11 min read

Model and Project the death toll of coronavirus at Wuhan Province in R

Introduction

The recent contagious 2019-nCoV Wuhan coronavirus outbreak in China has brought shocks and triggered panic among the general population around the world. This noval coronavirus (nCoV) is a new strain that has never been identified in humans before. The risk associated with this virus to human led the World Health Organization (WHO) of United Nations to declare 2019-nCoV as global health emergency.

While trying to get the data for this contagious virus, I landed on Wikipedia page that provides a timeline of corona virus outbreak at Wuhan province in China. With this source of data I face a double challenge. The first challenge is the data I need is not in a tabular form and ready to read in R. The other challenge is that the data is kept in html table and constantly updated, which make copying and format the table manually a daunting task. Therefore, this post focus taking you through the procedure to access that data from html table, structure and organize it in tidy format that make further analysis easier.

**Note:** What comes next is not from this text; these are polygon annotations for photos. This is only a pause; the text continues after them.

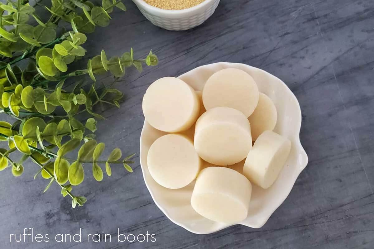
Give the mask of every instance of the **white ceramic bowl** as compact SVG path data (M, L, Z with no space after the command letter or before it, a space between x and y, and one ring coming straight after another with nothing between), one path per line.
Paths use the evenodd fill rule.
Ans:
M191 8L172 10L153 7L143 0L132 1L151 22L169 30L186 30L199 26L213 15L220 3L220 0L205 0Z
M285 165L274 184L266 190L252 184L248 216L240 224L259 228L286 199L296 178L308 163L308 157L299 136L301 111L296 97L280 80L263 70L244 64L211 64L195 68L179 78L195 90L202 90L212 74L228 68L241 69L253 77L260 91L269 96L276 107L278 120L274 131L288 137L292 143ZM210 233L234 225L212 221L194 210L190 201L194 181L182 188L173 190L162 187L152 178L147 166L148 150L156 139L165 134L144 121L140 136L140 163L145 184L156 205L172 221L195 233Z

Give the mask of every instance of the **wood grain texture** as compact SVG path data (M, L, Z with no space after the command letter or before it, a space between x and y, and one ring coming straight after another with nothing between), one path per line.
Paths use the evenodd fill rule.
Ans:
M278 76L301 107L302 144L309 163L289 196L259 229L235 226L197 235L170 221L153 203L137 157L134 173L113 167L100 184L89 174L77 191L88 203L72 210L59 190L32 176L26 164L15 178L0 174L0 248L374 248L374 3L372 0L221 0L200 26L181 32L153 26L136 6L115 11L109 27L88 36L85 59L103 47L108 56L132 46L136 55L152 48L157 67L130 70L119 84L120 108L109 108L98 124L97 139L125 153L139 152L144 120L143 95L156 79L178 76L220 61L241 62ZM104 77L104 81L109 80ZM104 155L107 156L107 154ZM154 243L10 244L10 233L82 234L104 231L156 234ZM84 238L85 239L85 238Z

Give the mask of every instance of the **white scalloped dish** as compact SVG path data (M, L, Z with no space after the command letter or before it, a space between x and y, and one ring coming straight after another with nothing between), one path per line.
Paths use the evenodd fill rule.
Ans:
M280 80L263 70L244 64L211 64L195 68L178 78L196 90L201 90L212 74L229 68L241 69L249 74L257 83L260 92L271 99L278 113L274 131L288 138L292 143L286 164L273 185L263 189L252 184L248 216L240 224L260 228L287 197L297 177L308 163L308 157L300 142L299 136L301 111L296 97ZM194 181L182 188L169 189L159 185L152 178L147 166L147 154L153 142L165 134L144 121L140 137L140 163L145 184L156 205L172 222L194 233L211 233L236 225L212 221L194 210L190 202Z

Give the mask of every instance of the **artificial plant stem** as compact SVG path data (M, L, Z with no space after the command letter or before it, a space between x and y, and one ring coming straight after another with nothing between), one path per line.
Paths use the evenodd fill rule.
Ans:
M61 76L58 79L57 79L56 80L57 81L60 81L62 80L64 80L66 79L67 79L69 77L74 77L75 76L79 76L80 75L83 75L84 74L86 74L88 73L88 72L87 71L86 69L83 69L83 70L77 70L77 71L74 71L74 72L72 72L71 73L68 74L65 74L65 75L63 75ZM31 85L32 86L40 86L42 85L43 85L46 83L48 83L50 82L50 80L42 80L42 81L40 81L38 82L36 82L34 84L33 84Z
M68 33L65 33L65 34L61 36L60 37L58 38L56 38L54 40L50 42L49 43L48 43L47 44L46 44L45 45L42 46L37 49L36 49L36 50L33 50L33 46L32 46L32 47L33 48L32 48L31 50L26 50L23 54L22 54L22 55L21 55L19 57L17 57L16 59L15 59L13 61L10 61L9 62L9 64L10 64L10 65L13 65L13 64L14 64L15 63L16 63L19 61L20 61L24 59L26 59L26 58L28 58L30 56L31 56L32 55L33 55L36 53L36 52L38 52L38 51L39 51L39 49L41 49L42 48L44 48L45 47L47 47L49 46L52 46L52 45L54 45L56 43L62 42L62 41L66 39L66 37L68 36L69 35ZM0 70L1 70L1 69L3 69L5 68L6 67L6 65L1 67L0 67Z
M60 187L61 188L61 189L65 188L63 186L62 186L62 185L61 185L61 184L60 184L59 183L58 183L58 182L57 181L57 180L56 180L56 178L55 178L55 176L53 175L53 174L51 173L49 171L49 170L48 170L43 165L43 164L42 164L41 163L38 161L37 159L35 158L34 157L34 156L31 155L31 156L30 156L30 157L31 157L31 158L33 159L33 160L34 162L35 162L37 164L39 165L41 168L43 169L46 172L47 172L47 173L50 176L52 177L53 179L53 180L55 181L55 182L56 183L57 183L59 186L60 186ZM75 198L75 196L73 196L73 194L71 194L71 193L70 191L69 191L67 190L66 190L66 193L67 193L68 195L71 197L72 199L74 199L74 198Z

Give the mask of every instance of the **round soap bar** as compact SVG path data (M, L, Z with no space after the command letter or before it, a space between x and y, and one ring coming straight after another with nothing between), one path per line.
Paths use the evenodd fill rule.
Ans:
M199 173L191 204L206 218L233 224L246 218L252 191L251 182L240 173L229 168L210 167Z
M187 186L196 178L202 162L190 139L180 134L169 134L151 145L147 163L157 183L175 189Z
M203 102L207 110L217 107L231 107L247 117L258 102L258 88L248 73L239 69L226 68L213 74L203 89Z
M283 167L291 149L288 139L266 130L253 145L244 163L243 173L263 188L272 185Z
M252 139L255 141L264 131L273 130L277 123L277 109L270 98L260 93L258 104L248 118L251 124Z
M239 163L252 147L249 122L236 109L211 109L196 121L194 142L199 155L208 163L220 166Z
M197 118L199 99L192 87L177 78L165 77L152 83L143 98L145 120L167 132L186 130Z

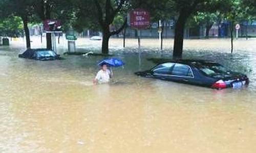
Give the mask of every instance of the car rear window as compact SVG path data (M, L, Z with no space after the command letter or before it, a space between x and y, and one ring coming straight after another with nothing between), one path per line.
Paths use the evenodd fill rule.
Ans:
M173 63L166 63L157 66L153 69L153 72L159 74L170 74L170 68L174 65Z
M39 51L36 52L37 57L55 57L56 53L53 51Z
M178 76L193 77L193 74L189 66L181 64L176 64L172 71L172 74Z
M199 68L206 75L211 76L230 73L227 69L217 63L201 65L199 67Z

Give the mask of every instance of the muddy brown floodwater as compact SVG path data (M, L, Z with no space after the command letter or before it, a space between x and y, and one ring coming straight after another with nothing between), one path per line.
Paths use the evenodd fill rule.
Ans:
M36 61L18 58L19 45L1 46L0 152L255 152L256 52L201 45L184 58L246 73L249 87L217 91L137 77L154 65L147 58L170 57L150 47L140 64L137 49L112 48L126 65L111 84L94 86L100 57Z

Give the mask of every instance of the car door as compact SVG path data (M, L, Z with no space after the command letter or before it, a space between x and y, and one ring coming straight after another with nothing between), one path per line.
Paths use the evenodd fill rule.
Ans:
M154 78L161 80L169 80L170 76L170 71L175 63L165 63L160 64L154 68L152 71Z
M187 65L176 63L171 71L170 81L192 83L194 75L190 67Z

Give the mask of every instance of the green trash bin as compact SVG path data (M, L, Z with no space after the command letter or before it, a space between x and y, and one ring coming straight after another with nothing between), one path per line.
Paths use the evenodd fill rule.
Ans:
M3 45L9 46L10 45L10 43L9 42L9 39L8 38L3 38L2 44L3 44Z

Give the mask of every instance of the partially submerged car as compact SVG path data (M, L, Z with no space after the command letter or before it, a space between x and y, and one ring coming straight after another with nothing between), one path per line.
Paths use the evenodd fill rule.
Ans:
M99 36L95 36L91 37L90 40L101 40L102 39L102 37Z
M60 59L59 55L56 54L55 52L44 48L29 49L22 54L19 54L18 57L41 61L55 60Z
M216 62L205 60L170 61L135 74L218 89L239 88L249 84L249 79L246 75L228 70Z

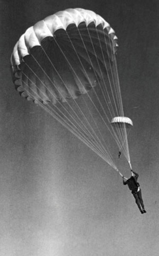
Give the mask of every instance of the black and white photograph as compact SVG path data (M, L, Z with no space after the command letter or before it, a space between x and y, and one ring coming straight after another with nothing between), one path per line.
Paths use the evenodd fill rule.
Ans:
M0 14L1 256L158 256L158 1Z

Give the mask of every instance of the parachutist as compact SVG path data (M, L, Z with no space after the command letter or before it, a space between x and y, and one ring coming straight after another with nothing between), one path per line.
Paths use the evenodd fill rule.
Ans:
M141 214L146 212L144 208L144 204L142 195L142 190L140 187L139 184L137 182L138 174L135 172L131 170L132 176L129 178L127 178L123 176L122 176L122 181L123 185L128 185L130 190L131 190L131 193L134 195L136 203L137 204Z
M119 154L118 154L118 157L119 158L120 158L120 155L121 155L121 151L119 151Z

As I have introduced, the post focus on the citizen data generated in Wuhan province because of a contagious coronavirus. The number of people died with corona virus has skyrocket from one person on January 10, 2020 to 1523 on February 14, 2020. Just on single day of February 14, 2020, coronavirus killed 143 people in China alone. Globally, the virus has infected more 66492 people across 28 countries and territories (Figure 1).

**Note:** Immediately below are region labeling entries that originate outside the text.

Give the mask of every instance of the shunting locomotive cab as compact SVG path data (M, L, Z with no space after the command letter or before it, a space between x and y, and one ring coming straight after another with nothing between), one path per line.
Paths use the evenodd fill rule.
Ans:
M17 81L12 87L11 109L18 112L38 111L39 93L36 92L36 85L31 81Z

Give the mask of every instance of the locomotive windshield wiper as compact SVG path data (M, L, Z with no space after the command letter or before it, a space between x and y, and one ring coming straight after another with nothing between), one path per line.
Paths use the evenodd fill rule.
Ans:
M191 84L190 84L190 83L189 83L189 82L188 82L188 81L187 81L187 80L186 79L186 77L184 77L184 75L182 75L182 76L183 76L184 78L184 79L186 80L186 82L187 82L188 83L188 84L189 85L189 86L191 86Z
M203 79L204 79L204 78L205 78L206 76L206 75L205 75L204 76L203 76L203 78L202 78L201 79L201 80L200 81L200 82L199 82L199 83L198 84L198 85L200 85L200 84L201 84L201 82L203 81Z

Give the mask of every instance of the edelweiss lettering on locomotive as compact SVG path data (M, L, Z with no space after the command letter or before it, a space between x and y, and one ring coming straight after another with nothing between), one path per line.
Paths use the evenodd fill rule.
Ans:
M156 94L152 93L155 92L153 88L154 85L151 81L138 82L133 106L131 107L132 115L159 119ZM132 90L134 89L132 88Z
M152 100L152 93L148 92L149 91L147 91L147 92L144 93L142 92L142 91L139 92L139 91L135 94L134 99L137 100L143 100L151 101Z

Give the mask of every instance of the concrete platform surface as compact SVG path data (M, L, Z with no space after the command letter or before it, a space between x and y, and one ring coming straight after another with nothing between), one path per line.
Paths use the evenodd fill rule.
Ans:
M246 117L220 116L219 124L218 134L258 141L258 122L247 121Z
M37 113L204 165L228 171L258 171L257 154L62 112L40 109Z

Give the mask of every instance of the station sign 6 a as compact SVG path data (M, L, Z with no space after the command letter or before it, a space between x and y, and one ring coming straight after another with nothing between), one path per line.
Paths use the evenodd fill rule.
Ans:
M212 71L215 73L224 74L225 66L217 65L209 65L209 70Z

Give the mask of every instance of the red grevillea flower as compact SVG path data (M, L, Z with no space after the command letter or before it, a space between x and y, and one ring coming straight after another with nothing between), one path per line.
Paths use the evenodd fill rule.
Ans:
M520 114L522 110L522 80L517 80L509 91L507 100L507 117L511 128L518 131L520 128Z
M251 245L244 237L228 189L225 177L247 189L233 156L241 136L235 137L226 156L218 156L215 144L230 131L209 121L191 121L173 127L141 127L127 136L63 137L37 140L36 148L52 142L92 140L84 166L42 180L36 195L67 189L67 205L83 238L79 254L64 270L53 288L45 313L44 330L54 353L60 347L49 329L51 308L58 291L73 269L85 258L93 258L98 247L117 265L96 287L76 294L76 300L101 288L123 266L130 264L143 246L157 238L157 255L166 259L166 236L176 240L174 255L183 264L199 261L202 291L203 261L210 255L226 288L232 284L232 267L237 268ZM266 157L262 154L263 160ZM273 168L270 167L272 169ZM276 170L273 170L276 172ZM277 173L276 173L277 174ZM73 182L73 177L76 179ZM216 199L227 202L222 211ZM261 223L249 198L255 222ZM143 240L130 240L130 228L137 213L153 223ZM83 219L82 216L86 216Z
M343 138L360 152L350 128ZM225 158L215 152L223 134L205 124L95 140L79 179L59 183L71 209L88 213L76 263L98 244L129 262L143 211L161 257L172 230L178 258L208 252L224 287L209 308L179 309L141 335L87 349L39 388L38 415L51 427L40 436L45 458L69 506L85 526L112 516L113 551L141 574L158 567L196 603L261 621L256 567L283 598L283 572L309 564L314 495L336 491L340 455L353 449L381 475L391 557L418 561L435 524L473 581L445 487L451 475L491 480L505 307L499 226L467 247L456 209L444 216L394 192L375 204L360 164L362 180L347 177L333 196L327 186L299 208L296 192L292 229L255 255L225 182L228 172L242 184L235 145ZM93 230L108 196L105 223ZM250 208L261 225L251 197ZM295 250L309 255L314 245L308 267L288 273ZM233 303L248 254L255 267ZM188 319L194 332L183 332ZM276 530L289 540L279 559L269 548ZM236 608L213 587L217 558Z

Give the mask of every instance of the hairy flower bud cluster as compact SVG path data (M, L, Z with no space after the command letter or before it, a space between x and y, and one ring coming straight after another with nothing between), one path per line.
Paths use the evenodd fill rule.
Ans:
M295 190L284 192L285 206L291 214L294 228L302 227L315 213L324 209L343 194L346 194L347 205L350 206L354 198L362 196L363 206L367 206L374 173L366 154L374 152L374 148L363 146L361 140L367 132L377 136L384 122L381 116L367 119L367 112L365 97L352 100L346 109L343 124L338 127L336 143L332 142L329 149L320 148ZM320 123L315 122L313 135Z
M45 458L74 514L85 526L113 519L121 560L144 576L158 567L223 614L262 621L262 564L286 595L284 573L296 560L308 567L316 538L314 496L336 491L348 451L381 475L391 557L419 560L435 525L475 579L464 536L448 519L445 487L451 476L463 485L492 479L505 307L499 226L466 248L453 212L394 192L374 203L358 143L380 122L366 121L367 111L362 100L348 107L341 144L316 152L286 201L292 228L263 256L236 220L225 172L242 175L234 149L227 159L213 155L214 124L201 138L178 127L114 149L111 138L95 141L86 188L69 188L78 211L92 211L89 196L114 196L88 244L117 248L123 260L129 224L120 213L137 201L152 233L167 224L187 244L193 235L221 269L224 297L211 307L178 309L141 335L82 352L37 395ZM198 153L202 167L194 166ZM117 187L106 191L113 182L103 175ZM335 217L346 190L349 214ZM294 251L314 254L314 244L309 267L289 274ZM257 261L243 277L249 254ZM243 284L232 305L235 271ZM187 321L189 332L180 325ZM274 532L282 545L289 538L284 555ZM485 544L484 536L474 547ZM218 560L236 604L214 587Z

The map showing the countried infected with coronavirus

Figure 1: The map showing the countried infected with coronavirus

Data

The data for this analysis was obtained from the Wikipedia page that provide updates of people died with coronavirus in Wuhan province. Once you open this page, you the html page will appear with a list of tables. Unfortunately, tables on the web are primarily designed for displaying and consuming data, not for analytical purposes. But, Christian Rubba (2016) developed a htmltab package that has htmltab() function, enabled working with HTML tables from webpages easier and less time-consuming. We need to load the package that I use for the session

require(tidyverse)
require(modelr)
require(magrittr)
require(gam)
require(sf)

Reading the Wuhan coronavirus Table

To scrap data from html table, we first need a url as a path to the table and then choose which table we want to scrap from the URL. For instance for the case of Wuhan coronavirus death, the table of interest is the second one. Therefore, I parsed the URL and the table number in the htmltab function to extract the data.

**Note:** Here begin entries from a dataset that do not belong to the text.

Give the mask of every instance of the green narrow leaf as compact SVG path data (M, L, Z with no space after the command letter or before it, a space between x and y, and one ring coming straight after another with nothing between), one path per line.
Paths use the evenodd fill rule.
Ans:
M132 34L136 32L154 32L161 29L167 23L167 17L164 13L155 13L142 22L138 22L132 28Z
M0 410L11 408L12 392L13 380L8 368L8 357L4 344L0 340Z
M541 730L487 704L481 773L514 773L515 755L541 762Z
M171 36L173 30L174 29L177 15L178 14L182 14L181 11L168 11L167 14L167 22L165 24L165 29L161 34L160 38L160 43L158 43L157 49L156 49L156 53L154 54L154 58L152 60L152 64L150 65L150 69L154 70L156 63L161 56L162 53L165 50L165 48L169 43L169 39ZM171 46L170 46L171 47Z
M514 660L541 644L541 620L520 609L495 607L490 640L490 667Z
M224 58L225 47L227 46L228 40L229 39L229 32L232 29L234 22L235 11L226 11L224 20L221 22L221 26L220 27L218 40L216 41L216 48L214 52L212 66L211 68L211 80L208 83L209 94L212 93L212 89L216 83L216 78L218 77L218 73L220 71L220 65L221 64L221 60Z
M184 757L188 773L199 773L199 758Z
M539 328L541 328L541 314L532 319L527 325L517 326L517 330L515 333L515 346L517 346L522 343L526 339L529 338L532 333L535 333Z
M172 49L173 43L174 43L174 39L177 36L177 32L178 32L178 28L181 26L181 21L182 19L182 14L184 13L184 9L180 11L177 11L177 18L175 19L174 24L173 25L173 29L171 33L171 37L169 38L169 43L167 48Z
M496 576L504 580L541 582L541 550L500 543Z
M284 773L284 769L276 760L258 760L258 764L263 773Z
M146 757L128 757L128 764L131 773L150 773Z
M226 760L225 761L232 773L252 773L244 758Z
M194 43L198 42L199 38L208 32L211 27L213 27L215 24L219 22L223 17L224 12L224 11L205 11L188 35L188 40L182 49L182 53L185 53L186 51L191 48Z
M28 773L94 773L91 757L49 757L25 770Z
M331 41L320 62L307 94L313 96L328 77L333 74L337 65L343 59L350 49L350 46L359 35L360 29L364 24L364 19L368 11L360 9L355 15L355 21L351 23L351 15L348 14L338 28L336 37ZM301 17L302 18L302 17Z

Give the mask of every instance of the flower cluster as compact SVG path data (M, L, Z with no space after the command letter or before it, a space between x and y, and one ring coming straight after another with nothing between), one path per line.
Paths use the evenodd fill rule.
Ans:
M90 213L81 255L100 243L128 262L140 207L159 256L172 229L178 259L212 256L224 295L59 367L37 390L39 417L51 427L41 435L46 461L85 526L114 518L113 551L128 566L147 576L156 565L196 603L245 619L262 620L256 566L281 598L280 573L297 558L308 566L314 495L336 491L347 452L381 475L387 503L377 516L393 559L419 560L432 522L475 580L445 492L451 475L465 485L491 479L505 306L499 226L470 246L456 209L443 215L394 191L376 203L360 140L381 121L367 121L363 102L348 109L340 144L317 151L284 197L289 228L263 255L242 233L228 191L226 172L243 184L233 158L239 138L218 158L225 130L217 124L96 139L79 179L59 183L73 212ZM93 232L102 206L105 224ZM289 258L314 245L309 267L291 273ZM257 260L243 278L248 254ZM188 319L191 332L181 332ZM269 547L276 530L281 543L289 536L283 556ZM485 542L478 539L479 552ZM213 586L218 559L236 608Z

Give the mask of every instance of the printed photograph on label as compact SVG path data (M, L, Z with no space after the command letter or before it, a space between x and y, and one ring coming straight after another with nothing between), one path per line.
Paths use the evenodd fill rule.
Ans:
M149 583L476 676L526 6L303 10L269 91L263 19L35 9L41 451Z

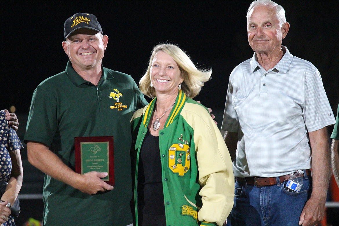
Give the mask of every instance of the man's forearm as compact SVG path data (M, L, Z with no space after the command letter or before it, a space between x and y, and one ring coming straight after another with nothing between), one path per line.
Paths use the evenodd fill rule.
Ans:
M28 160L34 166L52 177L76 186L78 174L66 166L56 155L42 144L28 142L27 144Z
M331 147L332 169L338 187L339 187L339 140L332 140Z
M331 159L327 129L324 127L309 133L312 150L313 170L312 197L321 199L325 204L331 176Z

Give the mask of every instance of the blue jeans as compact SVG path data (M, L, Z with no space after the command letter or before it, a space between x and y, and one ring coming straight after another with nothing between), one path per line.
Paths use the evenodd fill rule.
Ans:
M277 181L277 184L261 187L236 181L234 205L227 225L298 226L299 218L312 192L312 178L303 178L298 193L286 191L287 181L280 184Z

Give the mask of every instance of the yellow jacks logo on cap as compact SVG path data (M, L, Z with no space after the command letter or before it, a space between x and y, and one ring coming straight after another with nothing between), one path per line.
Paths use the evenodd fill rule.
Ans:
M86 15L88 15L88 14L86 14ZM73 19L73 17L71 17L71 19ZM71 27L73 27L75 26L78 25L78 24L80 23L82 23L83 22L84 22L89 24L88 22L91 21L91 19L88 19L87 17L84 17L83 16L82 16L81 17L77 17L74 19L74 20L73 21L73 24L72 24L72 26L71 26Z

url = "https://en.wikipedia.org/wiki/Timeline_of_the_2019%E2%80%9320_Wuhan_coronavirus_outbreak"

wuhan.coronavirus = htmltab::htmltab(doc = url, which = 3)

Transform the data

Once the data is downloaded, it is still untidy and hence require some further processing and organizing. I selected the column of interest and change their names to the meaningful ones. Then all variables that were imported as structure they were converted back to integer and change the date to a format that is machine compatible. I also used the lubridate::yday function to create a new variable that contains days in number from 01 January 2020. The chunk below summaries the main steps involved to tidy the data.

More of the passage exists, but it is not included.